In questa parvenza di ritorno all'antichità persino i divertimenti sono quelli di un tempo, con la differenza che nelle arene della Tomasiello si scontrano non più gli schiavi convertiti in gladiatori che agitavano le polveri del Colosseo, ma gli ibridi infettati, la cui schiera si divide implacabilmente in vittime della lotta o in Cacciatori asserviti ai Padroni: unica pedina fuori posto - e al contempo unico anello di congiunzione tra oppressi ed opprimenti - è proprio la figura ferina di Dana, in realtà grosso rischio di scompiglio per l'equilibrio malsano su cui la società ormai regge, e per questo destinata a diventare preda da spartire tra vari pretendenti.
L'interesse del racconto è tutto racchiuso nel punto di vista insolitamente rovesciato a favore dell'ibrido, modo efficace per mettere in discussione il concetto stesso di normalità, comunemente contrapposto in maniera piuttosto netta a quello di bizzarria o deformità. La riflessione dell'autrice pare avere radici molto lunghe, affondanti nelle speculazioni degli antichi su concetto di mostruosità, a partire da Omero sino a Sant'Agostino, Plinio e infine Dante Alighieri; meditazioni queste sicuramente molto corpose, a giudicare dall'incredibile diffusione che nel Medioevo ebbero i Bestiari, opere enciclopediche dedicate alla descrizione - sovente accompagnata da figure piuttosto intriganti - di animali mitologici e non, tra cui si ricorda il celeberrimo Liber Monstrorum, risalente al VIII secolo.

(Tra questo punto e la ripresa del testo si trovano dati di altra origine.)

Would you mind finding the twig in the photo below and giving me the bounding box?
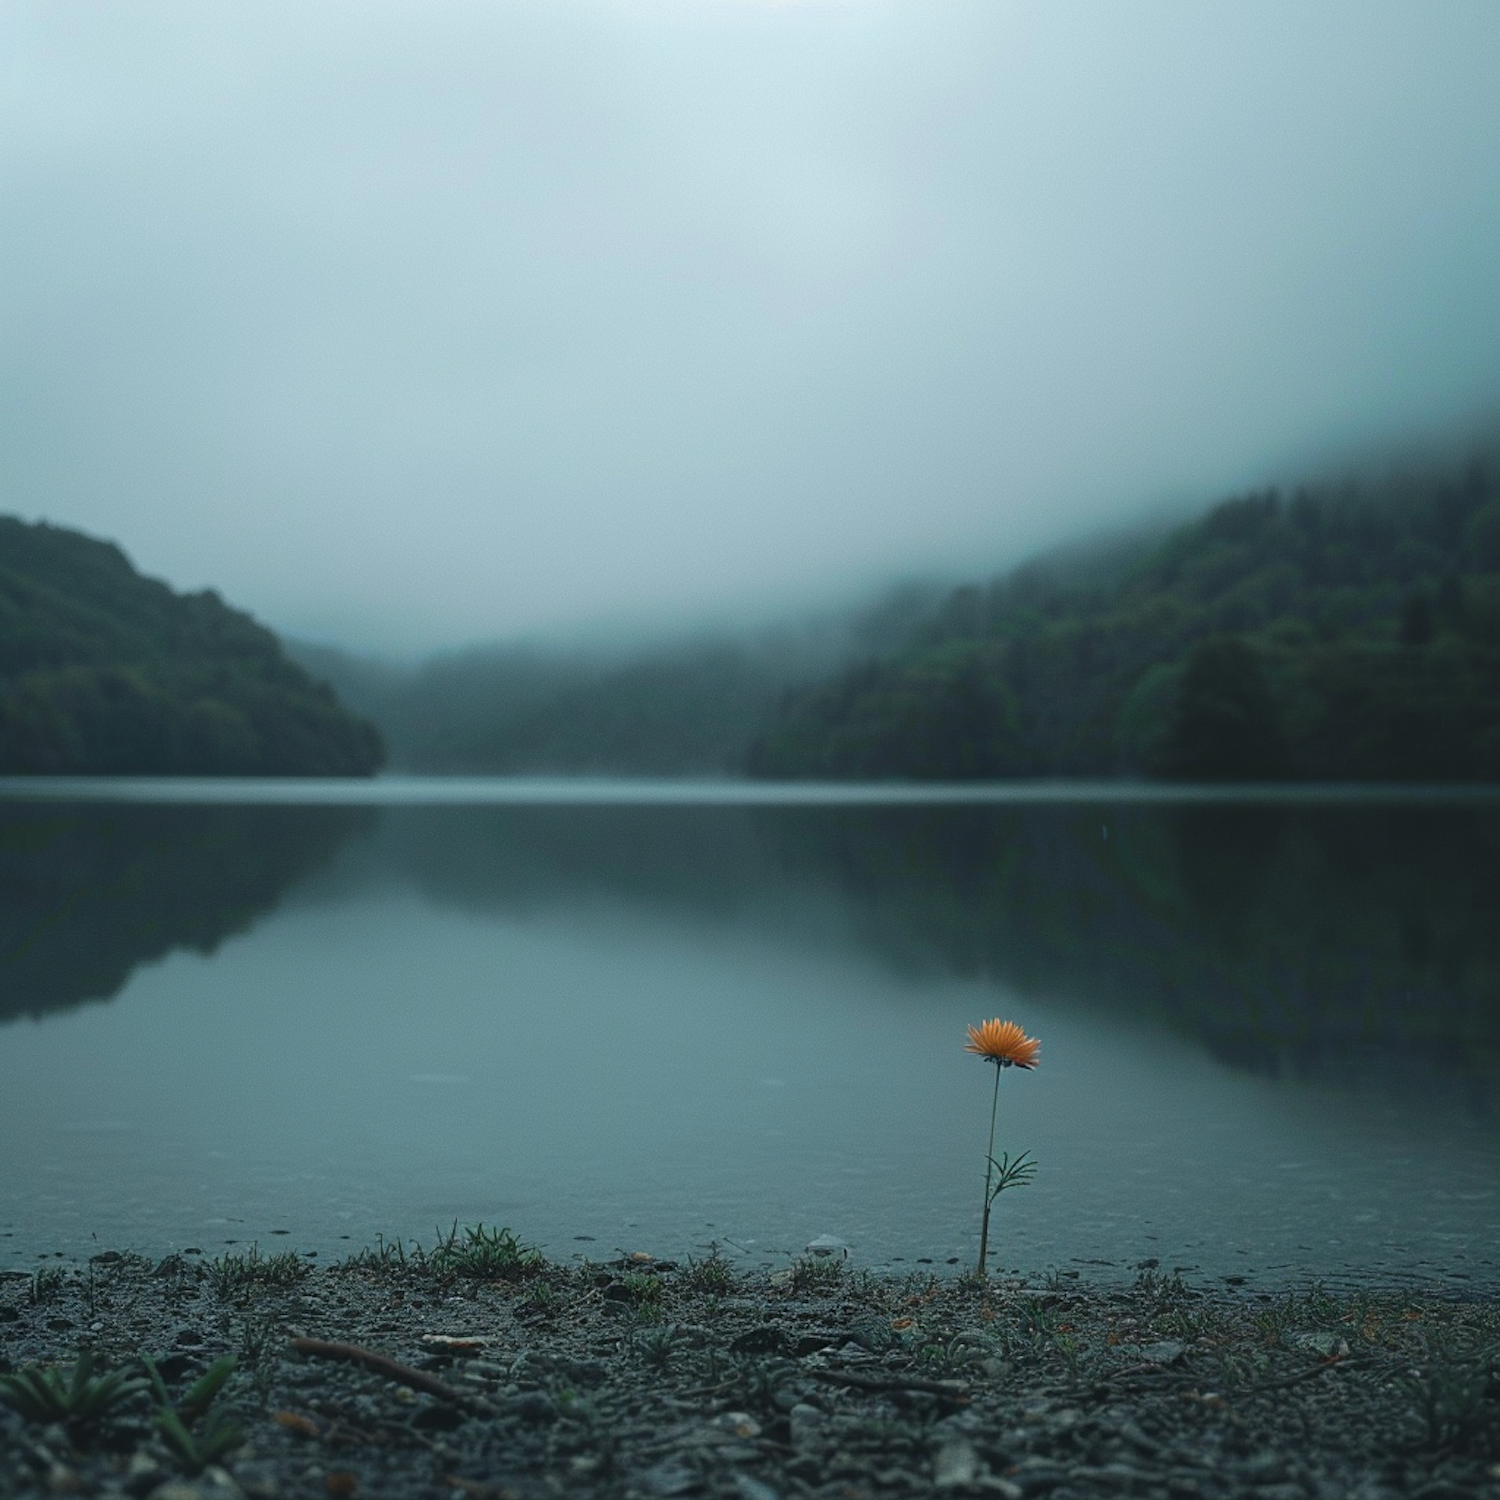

Che queste riflessioni provenissero da autori pagani piuttosto che da autori cristiani è in verità irrilevante, perché in ambo i casi l'esito più comune della questione consisteva nel riconoscimento del mostro come esempio dell'onnipotenza divina: che Dio avesse voluto mettere alla prova la fede dell'uomo, che avesse semplicemente lanciato un monito all'umanità, o che piuttosto avesse soltanto voluto manifestare la propria autorità, la ragione dell'esistenza del mostro andava comunque ricercata al di là delle nuvole, nelle ragioni inspiegabili dell'agire soprannaturale; esattamente come suggerito dall'etimologia del termine (dal latino monstrum, a sua volta da monere, cioè avvertire).
Con non poco estro artistico, l'autrice si riallaccia a questa tradizione spingendo tuttavia il lettore a ripensare al concetto di ibrido, e di conseguenza a mettere in discussione l'idea stessa di normalità.